国が去年3月から運用を始めた「マイナ免許証」は、運転免許証とマイナンバーカードを一本化したもので、免許センターや警察署で切り替えの手続きができます。
切り替えは義務ではなく▼マイナ免許証のみ▼従来の免許証のみ▼両方とも持つ、の3つのパターンがあります。

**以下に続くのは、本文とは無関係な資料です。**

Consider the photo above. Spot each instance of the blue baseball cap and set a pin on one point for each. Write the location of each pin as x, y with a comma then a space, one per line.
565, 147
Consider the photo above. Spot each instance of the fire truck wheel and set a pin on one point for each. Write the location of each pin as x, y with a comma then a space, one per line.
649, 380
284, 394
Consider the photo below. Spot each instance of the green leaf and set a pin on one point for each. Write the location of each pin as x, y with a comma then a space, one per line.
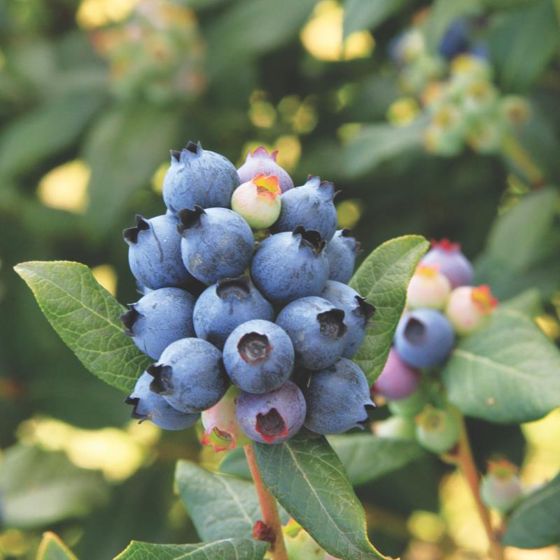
220, 506
519, 58
86, 317
368, 14
383, 280
45, 131
52, 548
535, 523
229, 549
308, 479
40, 488
124, 150
505, 372
366, 457
377, 143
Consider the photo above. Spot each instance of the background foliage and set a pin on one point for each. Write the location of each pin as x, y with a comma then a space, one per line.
91, 100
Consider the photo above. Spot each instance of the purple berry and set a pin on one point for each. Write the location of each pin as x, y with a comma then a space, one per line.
337, 398
310, 206
198, 177
357, 312
217, 243
451, 262
261, 161
288, 266
317, 330
158, 319
272, 417
341, 251
258, 356
189, 375
150, 406
424, 338
397, 380
154, 253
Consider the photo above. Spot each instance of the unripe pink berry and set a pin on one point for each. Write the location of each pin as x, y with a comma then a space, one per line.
397, 380
469, 307
258, 201
428, 288
221, 430
501, 488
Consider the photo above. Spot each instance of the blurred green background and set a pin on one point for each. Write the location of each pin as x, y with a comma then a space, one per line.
93, 94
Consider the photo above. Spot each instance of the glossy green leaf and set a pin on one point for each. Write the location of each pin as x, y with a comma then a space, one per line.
366, 457
368, 14
39, 488
383, 279
535, 523
86, 317
308, 479
228, 549
52, 548
378, 143
124, 150
505, 372
220, 506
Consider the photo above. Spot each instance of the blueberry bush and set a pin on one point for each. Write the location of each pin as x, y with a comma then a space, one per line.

マイナ免許証のメリットとして挙げられるのが▼引っ越しの際、免許センターでの住所変更の手続きがいらない▼更新の際の講習をオンラインで受けられる▼更新手数料が安くなるなどの点です。
西田茜記者:
「マイナ免許証に切り替えた方はどれくらいいるのか?免許を更新した方に聞きました」
【マイナ免許証のみにした人】
「オンライン講習を受けられるから」
「カードが1枚になるから」
【従来の免許証のみにした人】
「マイナ免許証に切り替えなければいけない理由がよく分からない。いつもの通りでいいと思った」
「このままでいい」
「理由はないが、面倒だから」
【「2枚持ち」を選んだ人】
「マイナ免許証だけだと不安。ただ、これから先はマイナンバーカードで行政の手続きが進められると思うから」
30人に尋ねたところ、マイナ免許証あるいは2枚持ちが合わせて9人でしたが、マイナ免許証に切り替えず従来の運転免許証のみが21人と圧倒的に多い結果になりました。
実際、県内では今年7月末までに免許を更新した約16万人のうち、マイナ免許証に切り替えた、あるいはマイナ免許証と従来の免許証の2枚持ちにした人は約1万9000人で、全体の1割強にとどまっています。
なぜ、マイナ免許証を選ばない人が多いのか。
国の経済政策を調査・研究するニッセイ基礎研究所の河岸秀叔さんに聞きました。
「3つ理由があって、1つはメリット自体がよくわからないこと。もう1つは、(メリットを)分かった上で選ばない。3つ目は、そもそもマイナンバーカードを持ち歩きたくないこと」
メリットを分かった上で選ばない人にはこんな考えがあると推測します。
「例えば、日常的に運転する人は(マイナ免許証を)なくしたら困るので切り替えないなど、そういう人がいても不思議ではない」
従来の免許証は即日で再発行できる一方、マイナ免許証の再発行は最短でも1週間から10日ほどかかるデメリットもあります。
そして、こんな点にも注意が必要です。
「マイナ免許証は、マイナンバーカード自体に情報が書いていない。免許証情報を提示する際には、スマホ(のアプリ)で読み取って提示するというワンクッションが必要になる」
例えば、レンタカーを借りる際には不便を感じるかもしれません。
「これまでよりは少しややこしくなっている」として、河岸さんはマイナ免許証のメリットやデメリットを国が十分に周知させる必要性を指摘します。
「気になっているのは、なんとなく選んでいる人が多いこと。マイナ免許証に切り替えた人の中でも、実はメリットをそんなに理解していない人が多い。マイナ免許証のメリットやデメリットがきちんと届いているのか、というところが気になるので、周知は必要だと思う」
便利な面もある一方で思わぬ落とし穴もあるマイナ免許証。十分に理解して自分の生活や価値観に合わせて切り替えを検討することが大切です。
全国調査では、マイナ免許証を“知っている人”は8割を超えています。知ってはいても、現在の免許証で困っていなければ、切り替える決め手にはなりにくい…普及の壁は、そこにあるのかもしれません。